Aside from the high 7-0 victory, resulting in summarizing the games with a winning team at the conclusion from the perspective of the winning team (ie no distinction between home games and guest appearances ) the following even smaller deviations between game results and statistical calculation:
Limit value is exceeded
Upper limit
The number Poisson - distributed events, which is not exceeded with a given probability, can be calculated from the inversion of the distribution function:
It can be re- expressed in terms of the regularized gamma function. This is useful as there is no inversion of the basic shape of the distribution function is known. Except for the point-wise calculation of the inversion (Creating a table of values of the probabilities as a function of the candidate ) it gives the following approximate way:
Is found for that, for example, the following expressions of the distribution function hardly ( <1%) of dependent:
General is for high values of the distribution function at very close, with the one-sided quantile of the standard normal distribution represents and is determined as a function of the probability by. The right side of the equation is produced from the reverse function of the error function. You can take over after the prospect for in this table from there the blue shaded border.
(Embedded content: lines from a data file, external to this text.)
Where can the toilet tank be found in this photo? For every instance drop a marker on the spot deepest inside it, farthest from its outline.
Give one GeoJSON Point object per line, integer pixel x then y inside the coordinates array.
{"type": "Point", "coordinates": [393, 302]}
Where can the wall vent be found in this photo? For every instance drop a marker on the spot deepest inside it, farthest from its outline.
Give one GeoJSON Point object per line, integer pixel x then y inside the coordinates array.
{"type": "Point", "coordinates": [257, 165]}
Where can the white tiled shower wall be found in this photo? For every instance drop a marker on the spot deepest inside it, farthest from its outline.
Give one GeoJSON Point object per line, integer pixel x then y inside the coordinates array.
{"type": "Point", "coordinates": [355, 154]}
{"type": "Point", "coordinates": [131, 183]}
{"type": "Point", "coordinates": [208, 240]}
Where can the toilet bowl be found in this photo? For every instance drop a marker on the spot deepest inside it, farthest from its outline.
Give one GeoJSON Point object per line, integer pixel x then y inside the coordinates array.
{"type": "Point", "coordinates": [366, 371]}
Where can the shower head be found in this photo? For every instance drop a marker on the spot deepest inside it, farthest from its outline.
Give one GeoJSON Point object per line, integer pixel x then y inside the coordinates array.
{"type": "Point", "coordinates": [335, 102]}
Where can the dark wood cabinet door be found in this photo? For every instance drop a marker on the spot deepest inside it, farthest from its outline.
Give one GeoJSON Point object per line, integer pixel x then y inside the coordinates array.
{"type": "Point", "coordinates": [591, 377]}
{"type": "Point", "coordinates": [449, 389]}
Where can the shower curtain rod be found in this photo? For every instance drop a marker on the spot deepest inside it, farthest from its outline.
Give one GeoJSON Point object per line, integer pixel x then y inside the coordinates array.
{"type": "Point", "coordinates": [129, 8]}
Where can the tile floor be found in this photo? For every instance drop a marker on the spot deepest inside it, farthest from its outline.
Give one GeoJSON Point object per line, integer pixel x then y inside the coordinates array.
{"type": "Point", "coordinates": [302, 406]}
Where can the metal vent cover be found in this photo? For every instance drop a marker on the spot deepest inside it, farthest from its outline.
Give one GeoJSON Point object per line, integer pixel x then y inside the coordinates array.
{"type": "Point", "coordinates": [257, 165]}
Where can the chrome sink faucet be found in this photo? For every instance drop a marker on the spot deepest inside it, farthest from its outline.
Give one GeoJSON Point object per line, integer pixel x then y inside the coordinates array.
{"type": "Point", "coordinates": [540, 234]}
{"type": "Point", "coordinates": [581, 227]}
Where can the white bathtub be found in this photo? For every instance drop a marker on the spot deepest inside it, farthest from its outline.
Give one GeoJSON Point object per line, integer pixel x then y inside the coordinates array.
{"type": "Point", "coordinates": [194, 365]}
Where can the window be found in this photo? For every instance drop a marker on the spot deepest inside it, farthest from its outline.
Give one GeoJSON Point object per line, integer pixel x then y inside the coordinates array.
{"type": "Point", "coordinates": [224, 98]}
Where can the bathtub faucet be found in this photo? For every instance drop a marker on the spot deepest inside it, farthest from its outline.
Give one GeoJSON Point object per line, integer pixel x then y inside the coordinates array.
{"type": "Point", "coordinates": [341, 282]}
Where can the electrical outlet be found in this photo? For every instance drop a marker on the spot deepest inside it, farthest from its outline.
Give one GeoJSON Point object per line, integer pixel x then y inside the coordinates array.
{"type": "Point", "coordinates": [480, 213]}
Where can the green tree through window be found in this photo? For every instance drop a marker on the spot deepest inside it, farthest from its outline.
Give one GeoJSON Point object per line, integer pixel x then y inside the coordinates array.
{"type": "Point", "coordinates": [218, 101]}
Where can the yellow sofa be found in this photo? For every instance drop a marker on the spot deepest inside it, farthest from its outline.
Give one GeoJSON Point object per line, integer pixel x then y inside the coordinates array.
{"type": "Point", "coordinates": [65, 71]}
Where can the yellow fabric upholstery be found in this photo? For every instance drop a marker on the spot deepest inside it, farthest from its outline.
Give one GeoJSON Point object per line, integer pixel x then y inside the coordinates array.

The approach is to initially motivated by the fact that the Poisson distribution for large in a normal distribution merges with the upper limit. The additional improves the consistency of the distribution function at small. Now if that is true, it can be specified in the next paragraph the context of and read.
For mean values with probability ( 99%) is more than 1 event occur. Is larger, then the expected probability with greatest frequency of events to a good approximation calculated from the simple formula
It is advisable to round up the result (as in the formula for performed). Thus, with multiple repetitions ( or in other words: in the long run ), the probability of remaining with the number of events under the limit, increased somewhat. With (equivalent ) and are therefore not to be expected as events.
Lower limit
The lower limit of the number of events, which is not exceeded by the corresponding probability is given by a similar expression for:
Happen with probability at least so events. With 99% reliability is only to be expected from upstream of at least one event (for larger the probability of no event less than 1%).
Interval
Looking at the upper and lower limits at the same time, the number of expected events is, for example, with about 95 % probability within the interval
When and with each ( 97.5%) are calculated. Since the limits are rounded conservative (ie, outward), the interval tends especially at low expected values to something more events to contain than the stated 95%. The inclined at a small interval with growing larger and more symmetric and approximates the width that you would expect in the presence of a normal distribution.
Median
With the two formulas for and it seems likely that the median, whose number is in repeated observations equally often exceeded as (), is located at. The correct value can be calculated approximately, and is
In order for the right-skewed Poisson distribution for some parameter values (eg, in the interval ) is an example of that in quite skewed distributions, the median may be greater than the expected value!
2/3-Gesetz at roulette
The Poisson distribution gives a good estimate of how many different numbers are taken at 37 roulette games.
Random numbers
Random numbers for the Poisson distribution are usually generated using the inversion method.